Claire L. Evans is the author of Broad Band: The Untold Story of the Women Who Made the Internet.
The longest cave in the world is in central Kentucky. Its limestone passages stretch 400 miles beneath the earth in twisting patterns as intricate as the roots of the ancient hickory forests above. Within, cavers skirt bottomless pits, pass fountains of orange stone, and discover deep, icy subterranean rivers. Between the sunlit world and the depths below, white mist swirls at ankle height, like the breath of ghosts.
Kentuckians have fought bitterly to control access to the secrets of Mammoth Cave. In the early 20th century, hardscrabble locals conned tourists into the sinkholes on their land, spurring “cave wars” that ceased only when the National Parks Department took control, evicting landowners and installing staircases, subterranean toilets, and even a grand dining room 267 feet below ground, its ceiling encrusted with snowballs of gypsum crystal. Serious cavers now enter Mammoth’s wild entrances through locked grates, using keys granted by the Parks Department. They bring with them small carbide headlamps to keep warm and light the darkness.

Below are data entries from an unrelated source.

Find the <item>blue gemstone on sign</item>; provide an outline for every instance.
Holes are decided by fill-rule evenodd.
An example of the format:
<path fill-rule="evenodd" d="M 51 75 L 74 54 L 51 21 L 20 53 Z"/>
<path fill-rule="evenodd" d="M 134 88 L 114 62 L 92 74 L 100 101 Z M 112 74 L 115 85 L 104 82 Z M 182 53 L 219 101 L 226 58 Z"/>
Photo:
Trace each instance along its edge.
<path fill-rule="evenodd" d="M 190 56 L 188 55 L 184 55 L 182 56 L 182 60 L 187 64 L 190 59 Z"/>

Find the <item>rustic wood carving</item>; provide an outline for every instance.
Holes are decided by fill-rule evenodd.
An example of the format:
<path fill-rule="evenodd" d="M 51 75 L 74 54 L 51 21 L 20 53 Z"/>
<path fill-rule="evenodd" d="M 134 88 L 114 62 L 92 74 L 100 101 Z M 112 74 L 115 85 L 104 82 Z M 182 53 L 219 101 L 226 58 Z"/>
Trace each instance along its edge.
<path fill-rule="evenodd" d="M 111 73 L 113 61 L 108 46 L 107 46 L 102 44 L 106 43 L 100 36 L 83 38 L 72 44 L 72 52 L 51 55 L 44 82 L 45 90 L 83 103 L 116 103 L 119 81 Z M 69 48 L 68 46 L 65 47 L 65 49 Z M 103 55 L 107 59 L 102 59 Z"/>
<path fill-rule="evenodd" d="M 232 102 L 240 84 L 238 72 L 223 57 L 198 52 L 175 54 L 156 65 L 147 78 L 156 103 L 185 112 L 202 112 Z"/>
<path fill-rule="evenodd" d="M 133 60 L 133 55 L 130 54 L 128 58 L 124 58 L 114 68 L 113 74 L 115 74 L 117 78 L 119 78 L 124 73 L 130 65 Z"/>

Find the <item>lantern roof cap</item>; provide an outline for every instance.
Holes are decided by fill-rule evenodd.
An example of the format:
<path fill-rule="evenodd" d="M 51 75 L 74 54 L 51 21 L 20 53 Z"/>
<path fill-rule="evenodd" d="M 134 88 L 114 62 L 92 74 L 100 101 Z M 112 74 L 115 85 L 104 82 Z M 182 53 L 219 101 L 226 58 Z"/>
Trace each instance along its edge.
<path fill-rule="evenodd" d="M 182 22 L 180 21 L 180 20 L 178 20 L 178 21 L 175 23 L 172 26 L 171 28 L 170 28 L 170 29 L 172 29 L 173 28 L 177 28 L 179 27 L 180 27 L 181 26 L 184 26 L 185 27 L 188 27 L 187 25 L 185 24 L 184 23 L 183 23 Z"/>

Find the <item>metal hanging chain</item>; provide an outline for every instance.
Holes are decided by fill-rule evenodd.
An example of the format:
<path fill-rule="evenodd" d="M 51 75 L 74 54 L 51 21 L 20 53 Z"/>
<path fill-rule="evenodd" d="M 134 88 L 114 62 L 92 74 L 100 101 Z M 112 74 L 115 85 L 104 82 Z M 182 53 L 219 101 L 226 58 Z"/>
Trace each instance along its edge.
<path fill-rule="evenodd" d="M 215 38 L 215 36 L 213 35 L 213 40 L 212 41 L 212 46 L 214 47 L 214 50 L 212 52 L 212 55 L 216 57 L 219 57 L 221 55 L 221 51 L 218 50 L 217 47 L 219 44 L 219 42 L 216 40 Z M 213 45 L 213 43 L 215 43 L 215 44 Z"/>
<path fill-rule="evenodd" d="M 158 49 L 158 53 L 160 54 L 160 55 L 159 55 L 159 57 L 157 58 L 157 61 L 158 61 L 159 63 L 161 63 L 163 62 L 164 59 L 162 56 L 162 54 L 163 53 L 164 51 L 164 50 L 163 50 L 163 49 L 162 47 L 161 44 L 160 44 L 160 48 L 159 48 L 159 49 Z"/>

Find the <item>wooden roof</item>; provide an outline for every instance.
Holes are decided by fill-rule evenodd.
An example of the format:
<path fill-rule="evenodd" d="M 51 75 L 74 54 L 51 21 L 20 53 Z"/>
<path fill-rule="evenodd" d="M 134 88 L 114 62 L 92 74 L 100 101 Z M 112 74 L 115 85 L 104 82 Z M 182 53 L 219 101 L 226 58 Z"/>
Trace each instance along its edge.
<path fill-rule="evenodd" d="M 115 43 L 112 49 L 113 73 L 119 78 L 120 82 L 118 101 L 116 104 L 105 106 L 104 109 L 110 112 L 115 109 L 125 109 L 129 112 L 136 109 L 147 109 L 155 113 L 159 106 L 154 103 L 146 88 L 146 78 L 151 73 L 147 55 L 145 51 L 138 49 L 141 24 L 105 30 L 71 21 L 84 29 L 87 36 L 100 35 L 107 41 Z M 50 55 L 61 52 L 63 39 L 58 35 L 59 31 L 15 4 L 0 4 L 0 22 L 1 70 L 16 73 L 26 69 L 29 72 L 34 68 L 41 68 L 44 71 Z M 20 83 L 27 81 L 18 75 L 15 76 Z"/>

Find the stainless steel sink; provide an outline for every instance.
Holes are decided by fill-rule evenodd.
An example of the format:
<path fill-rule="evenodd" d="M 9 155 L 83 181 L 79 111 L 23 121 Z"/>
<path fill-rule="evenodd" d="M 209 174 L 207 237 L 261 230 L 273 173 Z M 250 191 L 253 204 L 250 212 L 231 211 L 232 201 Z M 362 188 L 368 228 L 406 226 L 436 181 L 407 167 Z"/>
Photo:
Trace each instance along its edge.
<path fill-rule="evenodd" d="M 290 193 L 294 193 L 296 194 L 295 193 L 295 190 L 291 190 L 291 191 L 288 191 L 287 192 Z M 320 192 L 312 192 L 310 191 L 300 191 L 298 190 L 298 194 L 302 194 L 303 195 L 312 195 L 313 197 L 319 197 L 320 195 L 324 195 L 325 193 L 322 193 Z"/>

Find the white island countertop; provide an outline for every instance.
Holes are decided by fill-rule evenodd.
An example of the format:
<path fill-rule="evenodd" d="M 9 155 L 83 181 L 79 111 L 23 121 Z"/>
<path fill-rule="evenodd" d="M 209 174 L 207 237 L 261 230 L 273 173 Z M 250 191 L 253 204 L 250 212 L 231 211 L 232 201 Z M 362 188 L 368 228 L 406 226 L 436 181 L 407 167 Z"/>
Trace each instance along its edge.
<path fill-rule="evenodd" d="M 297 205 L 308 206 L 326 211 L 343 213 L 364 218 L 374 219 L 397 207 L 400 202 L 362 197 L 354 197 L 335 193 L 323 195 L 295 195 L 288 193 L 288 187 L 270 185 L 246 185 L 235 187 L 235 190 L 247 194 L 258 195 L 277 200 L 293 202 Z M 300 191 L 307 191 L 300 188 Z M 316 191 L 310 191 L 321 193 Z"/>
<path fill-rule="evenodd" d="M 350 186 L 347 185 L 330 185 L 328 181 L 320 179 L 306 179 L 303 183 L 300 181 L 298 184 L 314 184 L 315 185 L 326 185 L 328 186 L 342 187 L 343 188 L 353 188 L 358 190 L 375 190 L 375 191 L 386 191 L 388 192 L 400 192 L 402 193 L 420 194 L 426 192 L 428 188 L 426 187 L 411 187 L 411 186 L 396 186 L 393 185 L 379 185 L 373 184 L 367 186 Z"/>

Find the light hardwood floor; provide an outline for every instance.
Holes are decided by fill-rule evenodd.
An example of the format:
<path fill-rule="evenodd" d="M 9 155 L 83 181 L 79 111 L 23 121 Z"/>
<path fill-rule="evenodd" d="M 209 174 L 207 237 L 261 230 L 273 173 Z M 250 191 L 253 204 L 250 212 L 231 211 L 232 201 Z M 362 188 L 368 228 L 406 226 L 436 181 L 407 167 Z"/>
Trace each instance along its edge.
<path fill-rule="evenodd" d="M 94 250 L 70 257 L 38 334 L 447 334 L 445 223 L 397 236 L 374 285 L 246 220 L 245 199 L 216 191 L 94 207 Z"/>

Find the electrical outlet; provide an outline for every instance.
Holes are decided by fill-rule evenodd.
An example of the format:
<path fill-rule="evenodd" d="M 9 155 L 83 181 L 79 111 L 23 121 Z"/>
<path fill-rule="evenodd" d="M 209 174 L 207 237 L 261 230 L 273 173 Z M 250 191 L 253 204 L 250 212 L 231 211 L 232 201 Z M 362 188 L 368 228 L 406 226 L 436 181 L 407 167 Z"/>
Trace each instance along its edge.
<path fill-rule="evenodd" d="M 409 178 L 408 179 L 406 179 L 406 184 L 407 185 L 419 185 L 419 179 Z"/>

The earliest people to map Mammoth were enslaved, installed underground by landowners to lead tours. The ﬁrst of these guides, Stephen Bishop, named its features — the River Styx, the Snowball Room, Little Bat Avenue — and discovered the eyeless white ﬁsh that swim in its deepest waters. When Bishop was sold, along with the caves, to a Louisville doctor, he was ordered to draw a map from memory. As cave maps do, his drawing looked like “a bowl of spaghetti dumped on the ﬂoor,” but it detailed the nearly 10 miles of passages that Bishop had discovered and remained the most thorough map of Mammoth’s reaches for more than 50 years. One nameless noodle, a passage forking off the subterranean Echo River, became important a century after Bishop was buried near the cave’s main entrance, his grave marked by only a cedar tree.